BG Tower - Petersburg Vagreenspun.com : LUSENET : ACL and SAL Railroads Historical Society : One Thread
Have been trying to determine exact date when BG Tower in Petersburg was knock down in railroad accident The accident occurred when 3rd trick yard engine, with a cut of several passenger cars, was unable to pull the grade from the N&W crossing up to Washington Street. Apparently, the operator working in BG was told that when the rear of the train cleared he could realigned the derailer. Once the engine stalled and was unable to pull the hill, it started backing down the grade without a brakeman on the rear. The cars naturally derailed and crashed into the tower. Fortunately, the operator, last name believed to be Parrott, was not injured when the tower crashed into the street. Subsequently, the tower was not replaced. The operator's position was relocated into the nearby N&W Yard Office. Any info would be appreciated.
-- Herman J Wilkins (Railrdn@aol.com), October 31, 1999
An excellent photo of BG Tower appeared in the December 3, 1988 edition of the Petersburg Progress Index newspaper. The photo was credited from the collection of Mr. Robert O. Nugent.

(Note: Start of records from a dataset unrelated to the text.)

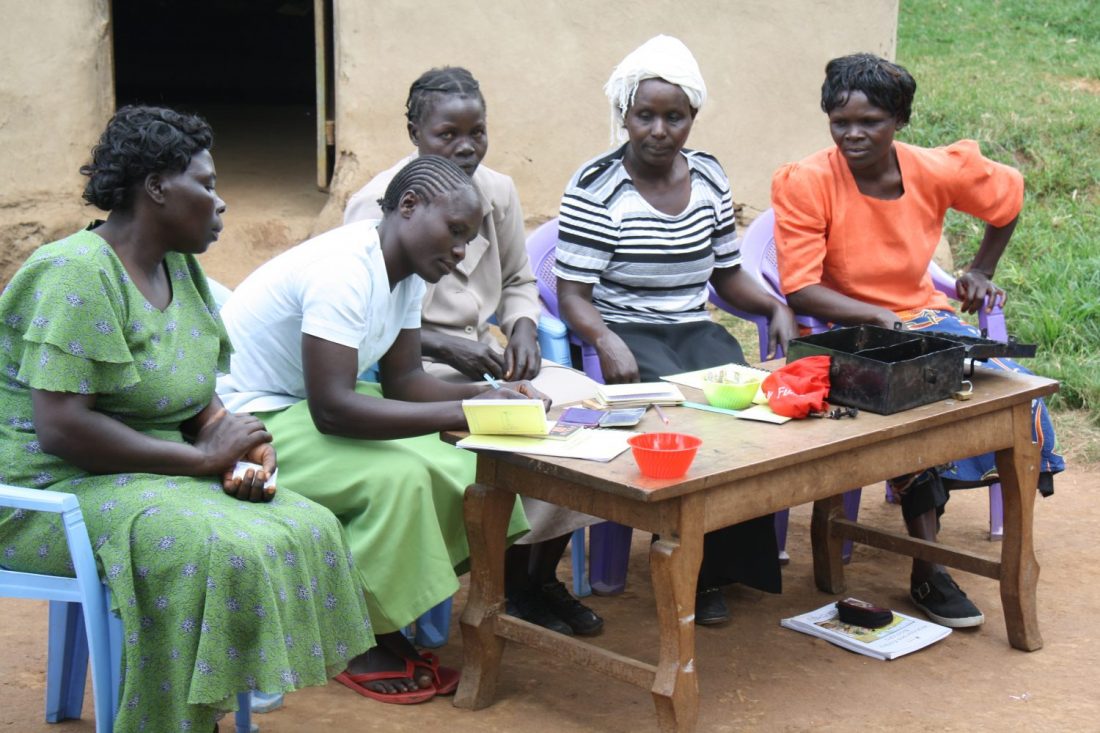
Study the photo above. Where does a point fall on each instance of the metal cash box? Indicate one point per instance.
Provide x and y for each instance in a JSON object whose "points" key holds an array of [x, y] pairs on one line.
{"points": [[887, 371], [884, 371]]}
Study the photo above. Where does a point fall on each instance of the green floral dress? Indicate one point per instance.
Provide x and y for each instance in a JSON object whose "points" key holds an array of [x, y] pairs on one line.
{"points": [[216, 595]]}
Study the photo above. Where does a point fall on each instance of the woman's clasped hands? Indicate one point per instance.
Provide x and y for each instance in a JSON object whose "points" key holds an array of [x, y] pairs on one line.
{"points": [[229, 438]]}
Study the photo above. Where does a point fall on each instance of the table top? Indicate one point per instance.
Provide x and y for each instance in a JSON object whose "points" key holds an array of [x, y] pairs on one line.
{"points": [[735, 448]]}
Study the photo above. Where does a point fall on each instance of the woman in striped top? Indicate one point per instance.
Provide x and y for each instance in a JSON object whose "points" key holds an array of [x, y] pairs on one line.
{"points": [[642, 230]]}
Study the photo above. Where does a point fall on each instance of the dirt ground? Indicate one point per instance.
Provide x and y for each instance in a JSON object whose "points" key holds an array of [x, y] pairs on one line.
{"points": [[754, 675]]}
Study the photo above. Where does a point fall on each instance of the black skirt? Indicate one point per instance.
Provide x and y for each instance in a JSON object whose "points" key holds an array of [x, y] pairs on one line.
{"points": [[746, 553]]}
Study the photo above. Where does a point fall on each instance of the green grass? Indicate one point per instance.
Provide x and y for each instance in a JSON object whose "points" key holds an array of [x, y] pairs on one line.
{"points": [[1023, 78]]}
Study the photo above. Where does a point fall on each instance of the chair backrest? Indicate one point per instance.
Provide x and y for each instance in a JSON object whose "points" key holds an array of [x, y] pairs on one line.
{"points": [[758, 252], [540, 251]]}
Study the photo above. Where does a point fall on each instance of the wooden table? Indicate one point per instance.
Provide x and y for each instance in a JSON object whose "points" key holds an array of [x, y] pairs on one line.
{"points": [[745, 470]]}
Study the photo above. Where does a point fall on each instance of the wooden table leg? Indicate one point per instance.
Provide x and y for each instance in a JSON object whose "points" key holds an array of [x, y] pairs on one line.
{"points": [[1019, 470], [827, 547], [674, 564], [487, 511]]}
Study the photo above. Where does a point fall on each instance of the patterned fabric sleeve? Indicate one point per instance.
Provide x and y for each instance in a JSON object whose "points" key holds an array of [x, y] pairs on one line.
{"points": [[66, 319], [586, 238]]}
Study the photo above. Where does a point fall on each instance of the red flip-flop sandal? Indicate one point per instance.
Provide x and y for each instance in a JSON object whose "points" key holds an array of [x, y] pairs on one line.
{"points": [[413, 697], [446, 678]]}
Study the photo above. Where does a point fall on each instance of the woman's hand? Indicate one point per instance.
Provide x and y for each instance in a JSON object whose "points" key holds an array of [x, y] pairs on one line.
{"points": [[226, 437], [781, 328], [471, 358], [521, 358], [975, 290], [521, 390], [616, 360], [252, 485]]}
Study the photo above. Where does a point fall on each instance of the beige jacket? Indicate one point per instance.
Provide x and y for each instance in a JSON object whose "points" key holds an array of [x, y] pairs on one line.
{"points": [[495, 276]]}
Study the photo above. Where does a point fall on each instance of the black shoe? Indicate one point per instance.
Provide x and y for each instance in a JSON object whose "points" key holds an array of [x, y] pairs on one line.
{"points": [[580, 617], [529, 606], [711, 608], [945, 603]]}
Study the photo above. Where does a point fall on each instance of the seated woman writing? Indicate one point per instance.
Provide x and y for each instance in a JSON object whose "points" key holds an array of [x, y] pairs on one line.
{"points": [[305, 325], [446, 116], [856, 227], [110, 341], [642, 231]]}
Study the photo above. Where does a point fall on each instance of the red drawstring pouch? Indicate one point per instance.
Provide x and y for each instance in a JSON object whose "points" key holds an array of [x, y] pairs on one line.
{"points": [[798, 389]]}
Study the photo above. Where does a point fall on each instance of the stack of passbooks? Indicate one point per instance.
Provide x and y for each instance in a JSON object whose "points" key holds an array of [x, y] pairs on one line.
{"points": [[639, 394], [520, 426], [900, 636]]}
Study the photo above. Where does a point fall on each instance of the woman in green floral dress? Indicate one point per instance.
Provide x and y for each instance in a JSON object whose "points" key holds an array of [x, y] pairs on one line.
{"points": [[110, 342]]}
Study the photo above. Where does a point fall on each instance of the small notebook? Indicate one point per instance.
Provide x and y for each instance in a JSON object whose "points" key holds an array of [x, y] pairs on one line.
{"points": [[591, 444], [639, 394], [506, 416]]}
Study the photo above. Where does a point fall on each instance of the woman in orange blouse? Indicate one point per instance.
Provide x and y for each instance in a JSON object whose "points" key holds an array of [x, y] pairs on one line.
{"points": [[856, 227]]}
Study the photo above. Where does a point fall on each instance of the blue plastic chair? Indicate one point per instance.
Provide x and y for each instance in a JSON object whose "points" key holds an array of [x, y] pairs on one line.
{"points": [[81, 628]]}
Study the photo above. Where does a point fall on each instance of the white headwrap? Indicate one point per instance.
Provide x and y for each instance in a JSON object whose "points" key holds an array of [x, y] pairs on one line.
{"points": [[661, 57]]}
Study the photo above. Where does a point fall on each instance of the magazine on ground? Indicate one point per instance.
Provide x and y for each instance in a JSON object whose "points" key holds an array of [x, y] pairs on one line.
{"points": [[900, 636]]}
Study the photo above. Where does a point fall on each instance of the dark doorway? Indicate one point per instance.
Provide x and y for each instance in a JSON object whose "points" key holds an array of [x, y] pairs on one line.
{"points": [[249, 66]]}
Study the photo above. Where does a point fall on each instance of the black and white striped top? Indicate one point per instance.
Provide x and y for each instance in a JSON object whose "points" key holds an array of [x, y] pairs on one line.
{"points": [[647, 266]]}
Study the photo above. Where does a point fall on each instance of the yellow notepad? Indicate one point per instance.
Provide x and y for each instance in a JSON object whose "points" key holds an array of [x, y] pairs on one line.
{"points": [[589, 444], [506, 416]]}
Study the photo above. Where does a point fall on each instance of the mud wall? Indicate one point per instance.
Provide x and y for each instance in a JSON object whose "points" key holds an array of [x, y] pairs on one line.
{"points": [[55, 96]]}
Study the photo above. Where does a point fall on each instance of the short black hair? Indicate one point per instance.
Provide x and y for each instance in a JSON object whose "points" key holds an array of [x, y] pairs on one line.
{"points": [[446, 80], [427, 176], [887, 85], [139, 141]]}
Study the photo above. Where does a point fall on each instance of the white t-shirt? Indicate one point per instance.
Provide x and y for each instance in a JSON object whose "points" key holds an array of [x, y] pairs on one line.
{"points": [[333, 286]]}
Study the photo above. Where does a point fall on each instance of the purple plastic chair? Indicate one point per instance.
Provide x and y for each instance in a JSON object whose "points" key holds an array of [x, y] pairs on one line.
{"points": [[611, 542]]}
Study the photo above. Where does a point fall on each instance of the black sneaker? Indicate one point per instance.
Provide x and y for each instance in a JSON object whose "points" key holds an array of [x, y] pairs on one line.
{"points": [[945, 603], [711, 608], [580, 617], [530, 606]]}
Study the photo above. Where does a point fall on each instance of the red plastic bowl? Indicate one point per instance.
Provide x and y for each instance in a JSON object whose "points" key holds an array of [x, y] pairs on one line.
{"points": [[663, 455]]}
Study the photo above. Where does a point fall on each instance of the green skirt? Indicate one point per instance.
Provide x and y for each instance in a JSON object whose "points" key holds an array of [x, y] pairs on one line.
{"points": [[399, 501], [217, 595]]}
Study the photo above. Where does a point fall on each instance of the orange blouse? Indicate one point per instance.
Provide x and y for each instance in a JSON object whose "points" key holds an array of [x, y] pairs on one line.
{"points": [[878, 251]]}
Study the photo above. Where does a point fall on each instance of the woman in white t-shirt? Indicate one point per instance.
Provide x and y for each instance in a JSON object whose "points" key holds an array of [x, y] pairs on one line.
{"points": [[304, 327]]}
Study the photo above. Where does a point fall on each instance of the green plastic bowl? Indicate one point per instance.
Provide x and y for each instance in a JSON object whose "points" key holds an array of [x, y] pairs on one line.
{"points": [[730, 396]]}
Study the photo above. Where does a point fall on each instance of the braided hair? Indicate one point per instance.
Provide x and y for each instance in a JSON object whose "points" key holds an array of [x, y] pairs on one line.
{"points": [[427, 176], [888, 86], [139, 141], [446, 80]]}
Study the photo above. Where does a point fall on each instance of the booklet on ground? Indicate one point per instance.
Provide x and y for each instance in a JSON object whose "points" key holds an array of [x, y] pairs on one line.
{"points": [[900, 636]]}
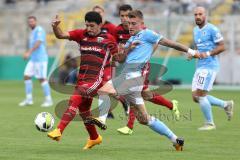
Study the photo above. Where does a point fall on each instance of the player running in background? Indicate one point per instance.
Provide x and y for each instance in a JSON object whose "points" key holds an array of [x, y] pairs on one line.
{"points": [[122, 35], [107, 26], [96, 48], [129, 83], [209, 41], [37, 64]]}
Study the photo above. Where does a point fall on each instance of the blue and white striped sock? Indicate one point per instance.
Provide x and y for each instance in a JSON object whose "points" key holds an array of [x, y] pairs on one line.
{"points": [[216, 101], [159, 127], [46, 90], [206, 109], [28, 89]]}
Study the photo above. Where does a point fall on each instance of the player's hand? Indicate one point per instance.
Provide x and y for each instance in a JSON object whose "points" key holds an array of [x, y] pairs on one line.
{"points": [[134, 44], [56, 21], [26, 55], [121, 48], [203, 55]]}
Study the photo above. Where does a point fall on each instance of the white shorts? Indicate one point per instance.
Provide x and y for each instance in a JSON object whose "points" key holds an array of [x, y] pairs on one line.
{"points": [[37, 69], [129, 85], [203, 79]]}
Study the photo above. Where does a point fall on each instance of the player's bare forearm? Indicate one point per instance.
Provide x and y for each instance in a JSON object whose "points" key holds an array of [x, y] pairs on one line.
{"points": [[172, 44], [57, 30], [59, 33]]}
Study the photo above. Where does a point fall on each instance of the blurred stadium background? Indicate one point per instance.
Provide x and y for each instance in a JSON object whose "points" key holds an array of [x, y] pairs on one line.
{"points": [[172, 18]]}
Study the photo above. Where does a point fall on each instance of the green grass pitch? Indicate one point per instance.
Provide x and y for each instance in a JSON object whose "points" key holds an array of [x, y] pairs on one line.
{"points": [[19, 139]]}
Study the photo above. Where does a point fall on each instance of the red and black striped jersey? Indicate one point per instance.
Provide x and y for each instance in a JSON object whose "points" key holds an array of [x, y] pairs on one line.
{"points": [[121, 35], [108, 27], [95, 53]]}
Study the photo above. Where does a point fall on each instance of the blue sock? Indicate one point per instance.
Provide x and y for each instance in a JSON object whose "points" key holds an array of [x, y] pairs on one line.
{"points": [[162, 129], [46, 90], [216, 101], [28, 89], [206, 109]]}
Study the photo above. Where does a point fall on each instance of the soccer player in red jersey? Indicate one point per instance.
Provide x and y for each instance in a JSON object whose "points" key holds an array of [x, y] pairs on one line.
{"points": [[108, 27], [122, 35], [96, 49]]}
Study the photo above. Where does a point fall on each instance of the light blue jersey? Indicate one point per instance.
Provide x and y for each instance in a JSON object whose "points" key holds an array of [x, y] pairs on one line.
{"points": [[142, 52], [206, 39], [40, 54]]}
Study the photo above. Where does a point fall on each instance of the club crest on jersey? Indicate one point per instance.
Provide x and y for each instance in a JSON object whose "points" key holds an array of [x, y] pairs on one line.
{"points": [[100, 39]]}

-- William E. Griffin, Jr. (email@example.com), July 18, 2003.
A research of a local newspaper article revealed an answer to my question concerning BG Tower accident in Petersburg, Va.. For those who may be interested here goes: The accident occurred around 1:55am on the morning of Tuesday, May 6, 1952. ACL yard engine, started up the hill from the ACL-N&W crossing pulling four passenger cars and pushing several freight cars. The engine failed to pull the hill on the first try and it backed down and to make another attempt. Again, it failed to make the grade and started back down the hill for another run. BG Tower operator, identified as Leonard S. Perritt, had reset the derailer to allow an N&W train to pass over the crossover. It is believed that the ACL train crew thought the derailer was still set for their train. While backing down the hill all four passenger cars derailed, ran along the ground for some distance then struck the tower and pushed it over, totally destroying it. The N&W train had not reached the crosssover when the accident happened. Luckily, the operator was saved from injury or death when a wooded wall locker stopped the roof of the tower from falling on him. The tower was build around 1908 when an interlocking plant was installed.